Company’s latest batch of low Earth orbit craft bring total in-orbit constellation to 288 satellites and it remains on track to deliver connectivity to hard-to-reach places by the end of the year

Some people said the OneWeb low Earth orbit (LEO) satellite provider would not get off the ground, but the firm has just announced the successful launch of an additional 34 craft by Arianespace from the Baikonur Cosmodrome.

The launch follows the successful completion of OneWeb’s Five to 50 mission and highlights the momentum of the business as it prepares to introduce commercial service and focus on scaling to global service.

Formed in 2012 with the aim of addressing the connectivity needs of underserved communities, OneWeb has always claimed that its network has a unique capability to provide improved capacity, mobile resilience, backhaul and coverage, including fixed wireless access, in challenging geographic locations.

The company developed what it claims is “cutting-edge” satellite technology from its bases in the UK and the US, emulating Elon Musk’s Starlink project with a constellation of global gateway stations and a range of user terminals to provide what it says is an affordable, fast, high-bandwidth and low-latency communications service, connected to internet of things (IoT) devices, and making a pathway for mass adoption of 5G services.
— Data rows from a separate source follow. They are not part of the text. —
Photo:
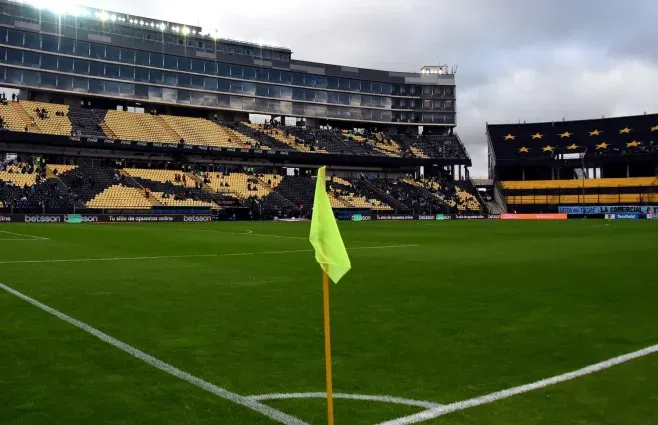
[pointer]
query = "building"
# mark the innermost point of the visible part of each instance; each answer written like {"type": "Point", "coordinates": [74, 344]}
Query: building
{"type": "Point", "coordinates": [135, 60]}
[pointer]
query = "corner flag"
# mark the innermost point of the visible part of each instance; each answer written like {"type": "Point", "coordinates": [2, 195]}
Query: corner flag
{"type": "Point", "coordinates": [331, 254]}
{"type": "Point", "coordinates": [330, 251]}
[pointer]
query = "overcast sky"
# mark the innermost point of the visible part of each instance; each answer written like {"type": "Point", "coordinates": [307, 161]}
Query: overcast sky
{"type": "Point", "coordinates": [518, 59]}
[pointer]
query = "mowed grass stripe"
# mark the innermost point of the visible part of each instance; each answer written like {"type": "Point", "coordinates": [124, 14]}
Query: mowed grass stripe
{"type": "Point", "coordinates": [476, 308]}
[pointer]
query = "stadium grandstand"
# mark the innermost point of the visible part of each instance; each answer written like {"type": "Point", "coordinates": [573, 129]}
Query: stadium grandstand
{"type": "Point", "coordinates": [114, 112]}
{"type": "Point", "coordinates": [550, 166]}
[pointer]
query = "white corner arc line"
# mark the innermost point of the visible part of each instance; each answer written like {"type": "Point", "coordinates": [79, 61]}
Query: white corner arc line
{"type": "Point", "coordinates": [25, 235]}
{"type": "Point", "coordinates": [247, 402]}
{"type": "Point", "coordinates": [489, 398]}
{"type": "Point", "coordinates": [162, 257]}
{"type": "Point", "coordinates": [364, 397]}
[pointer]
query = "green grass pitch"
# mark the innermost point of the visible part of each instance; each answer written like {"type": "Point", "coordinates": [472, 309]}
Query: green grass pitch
{"type": "Point", "coordinates": [474, 308]}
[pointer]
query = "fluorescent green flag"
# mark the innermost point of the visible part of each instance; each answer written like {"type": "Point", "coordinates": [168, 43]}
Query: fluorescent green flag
{"type": "Point", "coordinates": [330, 251]}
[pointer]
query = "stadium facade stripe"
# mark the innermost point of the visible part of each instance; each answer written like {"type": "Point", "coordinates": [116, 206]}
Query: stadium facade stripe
{"type": "Point", "coordinates": [489, 398]}
{"type": "Point", "coordinates": [247, 402]}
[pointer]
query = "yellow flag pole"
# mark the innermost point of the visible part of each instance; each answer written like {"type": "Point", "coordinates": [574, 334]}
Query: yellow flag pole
{"type": "Point", "coordinates": [327, 350]}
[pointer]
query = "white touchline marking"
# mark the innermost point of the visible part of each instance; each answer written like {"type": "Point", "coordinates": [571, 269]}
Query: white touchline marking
{"type": "Point", "coordinates": [489, 398]}
{"type": "Point", "coordinates": [160, 257]}
{"type": "Point", "coordinates": [24, 235]}
{"type": "Point", "coordinates": [379, 398]}
{"type": "Point", "coordinates": [250, 403]}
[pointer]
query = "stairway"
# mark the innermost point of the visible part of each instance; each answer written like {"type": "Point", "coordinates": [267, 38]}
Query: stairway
{"type": "Point", "coordinates": [170, 131]}
{"type": "Point", "coordinates": [107, 130]}
{"type": "Point", "coordinates": [22, 113]}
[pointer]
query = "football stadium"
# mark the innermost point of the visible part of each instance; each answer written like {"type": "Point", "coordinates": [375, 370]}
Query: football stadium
{"type": "Point", "coordinates": [174, 207]}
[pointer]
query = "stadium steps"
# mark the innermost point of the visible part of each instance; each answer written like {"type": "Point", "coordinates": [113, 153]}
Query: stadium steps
{"type": "Point", "coordinates": [107, 130]}
{"type": "Point", "coordinates": [22, 114]}
{"type": "Point", "coordinates": [167, 128]}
But the company’s evolution was a struggle and after failing to find private investment, OneWeb filed for bankruptcy in the US in March 2020. It was rescued by a $500m investment from the UK government and Bharti Global – still regarded as doubtful in terms of returns to the UK taxpayer – and returned to business in December 2020 with a 36-satellite payload. OneWeb’s first-generation fleet will comprise 648 satellites that will deliver global high-speed, low-latency connectivity in 2022.
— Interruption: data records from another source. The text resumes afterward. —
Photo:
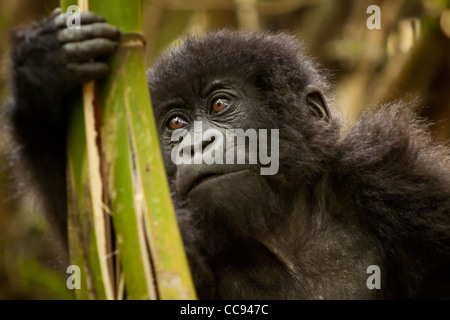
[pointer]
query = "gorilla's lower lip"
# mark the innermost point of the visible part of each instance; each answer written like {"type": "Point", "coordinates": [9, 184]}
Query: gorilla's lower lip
{"type": "Point", "coordinates": [211, 176]}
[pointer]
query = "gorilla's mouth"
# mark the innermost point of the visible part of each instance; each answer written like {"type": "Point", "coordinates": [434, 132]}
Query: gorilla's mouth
{"type": "Point", "coordinates": [213, 176]}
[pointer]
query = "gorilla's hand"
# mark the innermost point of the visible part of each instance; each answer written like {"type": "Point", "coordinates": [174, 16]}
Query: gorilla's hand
{"type": "Point", "coordinates": [49, 59]}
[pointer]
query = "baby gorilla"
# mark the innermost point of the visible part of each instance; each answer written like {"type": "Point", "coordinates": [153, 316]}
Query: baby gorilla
{"type": "Point", "coordinates": [380, 195]}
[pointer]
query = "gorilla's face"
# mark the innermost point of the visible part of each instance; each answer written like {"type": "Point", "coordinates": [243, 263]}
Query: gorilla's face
{"type": "Point", "coordinates": [235, 125]}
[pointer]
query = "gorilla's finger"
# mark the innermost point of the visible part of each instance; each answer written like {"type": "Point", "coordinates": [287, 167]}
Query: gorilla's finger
{"type": "Point", "coordinates": [88, 49]}
{"type": "Point", "coordinates": [95, 30]}
{"type": "Point", "coordinates": [78, 73]}
{"type": "Point", "coordinates": [86, 17]}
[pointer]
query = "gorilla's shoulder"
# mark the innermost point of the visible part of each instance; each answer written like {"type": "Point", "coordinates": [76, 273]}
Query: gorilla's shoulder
{"type": "Point", "coordinates": [396, 177]}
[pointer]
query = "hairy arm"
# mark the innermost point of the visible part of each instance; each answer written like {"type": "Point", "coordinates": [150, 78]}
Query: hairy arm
{"type": "Point", "coordinates": [398, 181]}
{"type": "Point", "coordinates": [49, 62]}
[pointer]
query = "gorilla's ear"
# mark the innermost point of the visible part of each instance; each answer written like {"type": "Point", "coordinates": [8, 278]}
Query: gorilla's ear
{"type": "Point", "coordinates": [316, 102]}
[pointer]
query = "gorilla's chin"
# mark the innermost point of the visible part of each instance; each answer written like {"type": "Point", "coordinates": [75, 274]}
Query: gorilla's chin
{"type": "Point", "coordinates": [234, 200]}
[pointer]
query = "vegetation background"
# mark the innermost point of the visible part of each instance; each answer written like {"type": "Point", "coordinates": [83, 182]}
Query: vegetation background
{"type": "Point", "coordinates": [409, 55]}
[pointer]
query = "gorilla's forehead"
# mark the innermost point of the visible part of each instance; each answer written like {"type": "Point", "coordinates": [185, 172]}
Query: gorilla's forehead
{"type": "Point", "coordinates": [264, 57]}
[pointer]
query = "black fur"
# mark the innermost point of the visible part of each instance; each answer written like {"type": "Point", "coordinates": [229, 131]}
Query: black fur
{"type": "Point", "coordinates": [378, 195]}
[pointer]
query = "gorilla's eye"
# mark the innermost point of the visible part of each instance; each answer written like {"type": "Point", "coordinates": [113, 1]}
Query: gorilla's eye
{"type": "Point", "coordinates": [220, 104]}
{"type": "Point", "coordinates": [177, 122]}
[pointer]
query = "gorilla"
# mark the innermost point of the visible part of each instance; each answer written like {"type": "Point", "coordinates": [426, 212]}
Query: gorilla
{"type": "Point", "coordinates": [341, 202]}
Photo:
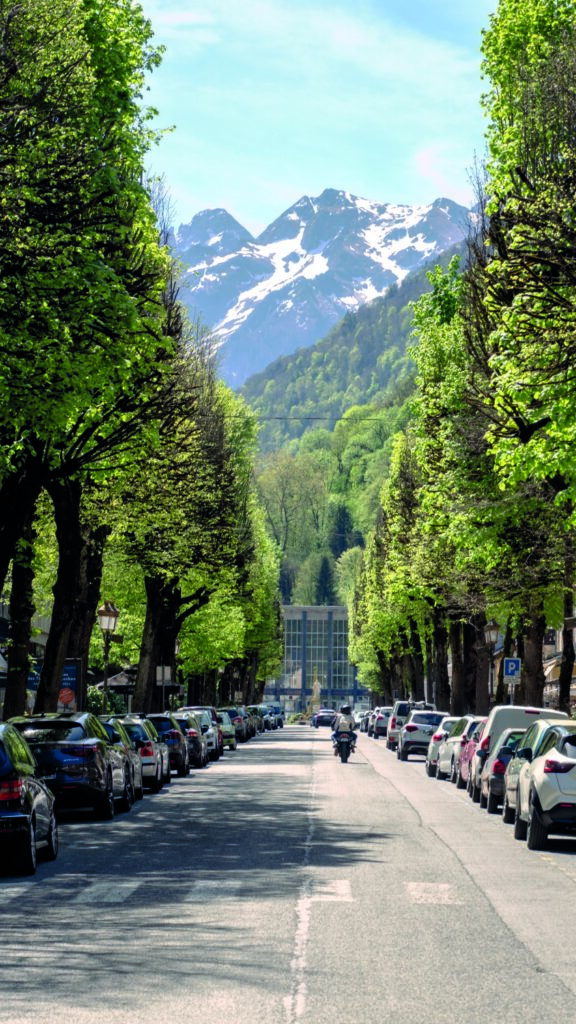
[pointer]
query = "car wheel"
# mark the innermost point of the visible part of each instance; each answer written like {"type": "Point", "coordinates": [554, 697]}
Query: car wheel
{"type": "Point", "coordinates": [51, 850]}
{"type": "Point", "coordinates": [28, 857]}
{"type": "Point", "coordinates": [105, 806]}
{"type": "Point", "coordinates": [507, 812]}
{"type": "Point", "coordinates": [127, 795]}
{"type": "Point", "coordinates": [493, 803]}
{"type": "Point", "coordinates": [536, 834]}
{"type": "Point", "coordinates": [520, 825]}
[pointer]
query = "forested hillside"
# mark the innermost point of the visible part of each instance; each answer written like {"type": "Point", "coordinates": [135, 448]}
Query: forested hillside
{"type": "Point", "coordinates": [363, 359]}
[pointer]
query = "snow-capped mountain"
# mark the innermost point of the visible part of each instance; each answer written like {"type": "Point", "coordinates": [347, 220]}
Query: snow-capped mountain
{"type": "Point", "coordinates": [268, 296]}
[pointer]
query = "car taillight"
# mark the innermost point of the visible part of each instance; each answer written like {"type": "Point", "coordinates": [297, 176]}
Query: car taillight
{"type": "Point", "coordinates": [557, 767]}
{"type": "Point", "coordinates": [10, 791]}
{"type": "Point", "coordinates": [81, 752]}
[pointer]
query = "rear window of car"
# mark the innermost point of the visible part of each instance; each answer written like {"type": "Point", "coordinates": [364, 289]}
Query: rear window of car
{"type": "Point", "coordinates": [425, 718]}
{"type": "Point", "coordinates": [51, 732]}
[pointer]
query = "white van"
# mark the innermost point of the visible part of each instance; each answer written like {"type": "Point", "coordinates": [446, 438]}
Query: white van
{"type": "Point", "coordinates": [512, 717]}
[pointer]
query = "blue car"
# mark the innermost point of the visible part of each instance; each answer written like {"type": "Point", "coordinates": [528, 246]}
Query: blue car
{"type": "Point", "coordinates": [27, 806]}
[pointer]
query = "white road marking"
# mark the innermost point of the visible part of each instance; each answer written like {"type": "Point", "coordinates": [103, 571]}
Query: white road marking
{"type": "Point", "coordinates": [432, 892]}
{"type": "Point", "coordinates": [338, 891]}
{"type": "Point", "coordinates": [214, 889]}
{"type": "Point", "coordinates": [110, 891]}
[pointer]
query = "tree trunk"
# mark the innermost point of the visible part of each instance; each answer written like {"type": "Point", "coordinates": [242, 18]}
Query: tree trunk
{"type": "Point", "coordinates": [66, 497]}
{"type": "Point", "coordinates": [87, 603]}
{"type": "Point", "coordinates": [416, 664]}
{"type": "Point", "coordinates": [441, 690]}
{"type": "Point", "coordinates": [18, 495]}
{"type": "Point", "coordinates": [533, 659]}
{"type": "Point", "coordinates": [470, 668]}
{"type": "Point", "coordinates": [457, 696]}
{"type": "Point", "coordinates": [568, 652]}
{"type": "Point", "coordinates": [22, 609]}
{"type": "Point", "coordinates": [386, 678]}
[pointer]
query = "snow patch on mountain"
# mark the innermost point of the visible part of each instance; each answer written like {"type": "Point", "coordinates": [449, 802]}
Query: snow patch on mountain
{"type": "Point", "coordinates": [324, 256]}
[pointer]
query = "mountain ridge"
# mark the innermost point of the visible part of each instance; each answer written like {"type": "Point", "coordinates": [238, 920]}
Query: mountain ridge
{"type": "Point", "coordinates": [264, 297]}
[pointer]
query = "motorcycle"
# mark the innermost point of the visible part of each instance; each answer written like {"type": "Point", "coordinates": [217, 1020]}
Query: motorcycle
{"type": "Point", "coordinates": [344, 745]}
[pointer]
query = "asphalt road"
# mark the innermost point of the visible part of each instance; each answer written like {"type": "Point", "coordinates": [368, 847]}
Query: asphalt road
{"type": "Point", "coordinates": [281, 887]}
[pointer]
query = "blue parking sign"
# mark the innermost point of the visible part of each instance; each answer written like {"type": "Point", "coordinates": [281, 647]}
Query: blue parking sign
{"type": "Point", "coordinates": [511, 668]}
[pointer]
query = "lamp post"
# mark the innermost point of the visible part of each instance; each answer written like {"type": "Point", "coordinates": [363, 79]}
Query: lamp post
{"type": "Point", "coordinates": [491, 634]}
{"type": "Point", "coordinates": [108, 617]}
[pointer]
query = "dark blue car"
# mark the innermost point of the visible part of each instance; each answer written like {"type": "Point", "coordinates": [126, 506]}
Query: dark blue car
{"type": "Point", "coordinates": [27, 806]}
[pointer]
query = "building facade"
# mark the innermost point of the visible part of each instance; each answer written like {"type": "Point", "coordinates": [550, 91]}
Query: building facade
{"type": "Point", "coordinates": [316, 668]}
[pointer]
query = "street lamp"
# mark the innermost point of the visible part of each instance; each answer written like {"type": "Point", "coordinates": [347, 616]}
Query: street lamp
{"type": "Point", "coordinates": [491, 634]}
{"type": "Point", "coordinates": [108, 617]}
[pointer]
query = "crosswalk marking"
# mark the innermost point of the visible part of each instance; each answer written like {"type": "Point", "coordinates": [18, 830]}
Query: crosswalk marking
{"type": "Point", "coordinates": [433, 892]}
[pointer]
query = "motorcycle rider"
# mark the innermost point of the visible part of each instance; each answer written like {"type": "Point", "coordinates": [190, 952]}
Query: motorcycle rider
{"type": "Point", "coordinates": [343, 722]}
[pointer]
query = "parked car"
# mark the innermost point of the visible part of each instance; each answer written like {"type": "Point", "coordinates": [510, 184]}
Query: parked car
{"type": "Point", "coordinates": [437, 738]}
{"type": "Point", "coordinates": [169, 730]}
{"type": "Point", "coordinates": [325, 716]}
{"type": "Point", "coordinates": [364, 720]}
{"type": "Point", "coordinates": [152, 752]}
{"type": "Point", "coordinates": [28, 821]}
{"type": "Point", "coordinates": [512, 717]}
{"type": "Point", "coordinates": [399, 715]}
{"type": "Point", "coordinates": [120, 738]}
{"type": "Point", "coordinates": [209, 729]}
{"type": "Point", "coordinates": [77, 760]}
{"type": "Point", "coordinates": [546, 784]}
{"type": "Point", "coordinates": [239, 721]}
{"type": "Point", "coordinates": [414, 736]}
{"type": "Point", "coordinates": [450, 750]}
{"type": "Point", "coordinates": [466, 756]}
{"type": "Point", "coordinates": [229, 730]}
{"type": "Point", "coordinates": [196, 739]}
{"type": "Point", "coordinates": [492, 775]}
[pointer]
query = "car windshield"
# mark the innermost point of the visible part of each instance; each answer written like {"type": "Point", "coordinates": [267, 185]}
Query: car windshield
{"type": "Point", "coordinates": [51, 732]}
The latest launch brings OneWeb’s total in-orbit constellation to 288 satellites. Lift-off took place on 21 August. The satellites separated from the rocket and were dispensed in nine batches over a period of three hours 45 minutes, with signal acquisition on all 34 satellites confirmed.

OneWeb said it remains on track to deliver global service in 2022 and is seeing growing demand from telecommunications providers, internet service providers and governments worldwide to offer its low-latency, high-speed connectivity services to the hardest-to-reach places.

Since the start of 2021, OneWeb has announced distribution partnerships across several industries and businesses, including technology partnerships with BT and Eutelsat and, most recently, with Northwestel in Canada. The latter falls under the auspices of the company’s Five to 50 mission to cover regions north of 50 degrees latitude, including the UK, Canada, Alaska and Arctic region and came at the same time as it revealed it had received a $300m equity investment from South Korean Fortune 500 global technology and manufacturing company Hanwha Systems.

After its recent successful launches, OneWeb is confident that its network will be ready to offer connectivity services from the 50th parallel and latitudes above by the end of 2021.

“Following the successful completion of our Five to 50 mission, we are building on our success and embarking on an ambitious back-to-back launch programme until the end of 2021,” said OneWeb CEO Neil Masterson. “We are seeing huge demand for our services from global customers, and we are incredibly excited about scaling our network ahead of its commercial launch. This success is down to our talented team and partners around the world, who continue to work relentlessly every day to deliver OneWeb’s constellation and bring connectivity to those in the hardest-to-reach places.”